If you recognise holes in your own diet then what's the problem with a supplement occasionally? I'm not a fan of multivitamins but know that Omega3s are absent from my diet so take these supplements regularly.
I always remember my PE teacher telling us not to take supplements because they make our bodies rely on them. Then if we stop taking them, our bodies can't take them from food so efficiently. Not sure how scientific this is, but it put me off taking vitamins. I've never taken anything, get everything I need from a healthly diet, and have probably saved hundreds of pounds!

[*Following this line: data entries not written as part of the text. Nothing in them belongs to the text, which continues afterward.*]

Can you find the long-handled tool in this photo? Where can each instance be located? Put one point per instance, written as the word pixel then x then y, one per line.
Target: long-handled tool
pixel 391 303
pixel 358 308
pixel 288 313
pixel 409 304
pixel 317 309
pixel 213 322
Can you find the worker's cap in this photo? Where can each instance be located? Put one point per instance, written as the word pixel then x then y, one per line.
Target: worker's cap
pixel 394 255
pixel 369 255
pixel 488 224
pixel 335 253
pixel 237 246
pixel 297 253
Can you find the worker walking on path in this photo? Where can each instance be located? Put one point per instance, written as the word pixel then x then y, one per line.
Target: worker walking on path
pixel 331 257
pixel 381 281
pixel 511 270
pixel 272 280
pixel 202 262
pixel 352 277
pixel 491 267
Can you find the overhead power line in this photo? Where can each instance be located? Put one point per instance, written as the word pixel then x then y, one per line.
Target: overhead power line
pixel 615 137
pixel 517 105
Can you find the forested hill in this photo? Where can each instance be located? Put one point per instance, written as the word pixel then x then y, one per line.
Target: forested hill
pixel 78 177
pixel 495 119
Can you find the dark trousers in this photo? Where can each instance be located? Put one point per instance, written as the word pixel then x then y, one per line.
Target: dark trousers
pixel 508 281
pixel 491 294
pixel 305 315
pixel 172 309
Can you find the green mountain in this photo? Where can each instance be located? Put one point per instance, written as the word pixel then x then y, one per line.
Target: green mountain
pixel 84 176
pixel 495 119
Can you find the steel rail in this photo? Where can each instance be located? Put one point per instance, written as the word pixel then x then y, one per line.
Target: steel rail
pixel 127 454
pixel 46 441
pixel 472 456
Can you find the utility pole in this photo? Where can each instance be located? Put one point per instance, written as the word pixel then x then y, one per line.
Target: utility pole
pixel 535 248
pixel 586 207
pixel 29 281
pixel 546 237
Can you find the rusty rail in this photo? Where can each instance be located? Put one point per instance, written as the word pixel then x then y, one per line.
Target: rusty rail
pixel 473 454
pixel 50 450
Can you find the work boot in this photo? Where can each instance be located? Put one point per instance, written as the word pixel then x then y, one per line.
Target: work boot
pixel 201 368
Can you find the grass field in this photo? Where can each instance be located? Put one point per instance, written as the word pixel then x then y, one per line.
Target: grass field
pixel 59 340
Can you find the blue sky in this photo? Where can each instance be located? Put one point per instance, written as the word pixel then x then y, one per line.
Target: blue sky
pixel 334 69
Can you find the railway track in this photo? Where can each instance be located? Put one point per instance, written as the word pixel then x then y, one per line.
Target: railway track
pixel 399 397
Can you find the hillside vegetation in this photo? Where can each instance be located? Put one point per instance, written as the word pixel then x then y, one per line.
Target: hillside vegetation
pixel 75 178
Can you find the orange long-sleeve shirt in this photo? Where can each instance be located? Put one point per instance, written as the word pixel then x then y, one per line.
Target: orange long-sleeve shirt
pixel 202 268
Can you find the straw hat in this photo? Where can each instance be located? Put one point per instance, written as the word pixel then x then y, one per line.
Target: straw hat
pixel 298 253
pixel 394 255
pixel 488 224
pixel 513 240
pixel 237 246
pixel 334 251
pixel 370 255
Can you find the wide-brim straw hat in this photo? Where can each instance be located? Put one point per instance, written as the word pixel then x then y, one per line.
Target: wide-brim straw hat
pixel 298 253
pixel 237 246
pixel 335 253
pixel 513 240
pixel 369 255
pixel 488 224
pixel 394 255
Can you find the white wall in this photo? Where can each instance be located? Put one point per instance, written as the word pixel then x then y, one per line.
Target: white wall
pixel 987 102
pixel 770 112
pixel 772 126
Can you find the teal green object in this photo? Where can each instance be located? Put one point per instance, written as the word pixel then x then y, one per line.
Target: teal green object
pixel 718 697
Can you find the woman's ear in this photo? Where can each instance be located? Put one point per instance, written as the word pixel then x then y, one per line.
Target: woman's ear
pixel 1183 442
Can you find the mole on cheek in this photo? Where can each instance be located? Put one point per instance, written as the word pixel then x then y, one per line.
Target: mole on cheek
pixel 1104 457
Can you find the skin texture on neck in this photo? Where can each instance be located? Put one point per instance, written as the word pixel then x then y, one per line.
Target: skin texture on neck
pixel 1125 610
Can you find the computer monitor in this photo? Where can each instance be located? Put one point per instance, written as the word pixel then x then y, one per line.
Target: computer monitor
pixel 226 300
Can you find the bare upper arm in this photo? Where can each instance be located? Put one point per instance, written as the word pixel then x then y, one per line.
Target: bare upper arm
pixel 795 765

the article notes that vitamin D is still recommended for children under 5 - light levels in the UK are too low in the winter to allow the body to make vitamin D, and too many kids now spend too much time indoors in the summer so they aren't making enough then. Apart from that and folic acid for pregnant women - no-one healthy who eats properly needs supplements. Learn to cook and eat food, tastes better and is cheaper!
Health Visitors are still telling us our kids need Vitamin D supplements due to our diets and there is an increase in rickets across the UK. I know it's a bit different but it doesn't paint a good picture of our society that we don't eat enough nutritious, vitamin-packed food that we actually NEED some supplements.
Totally agree with this article. You should get all your nutrition from your diet - none should to take supplements esp. as you can get such a variety of fruit and veg all year round these days.
Hmmm. I take a multi vitamin and I swear I don't get ill as often as I did before.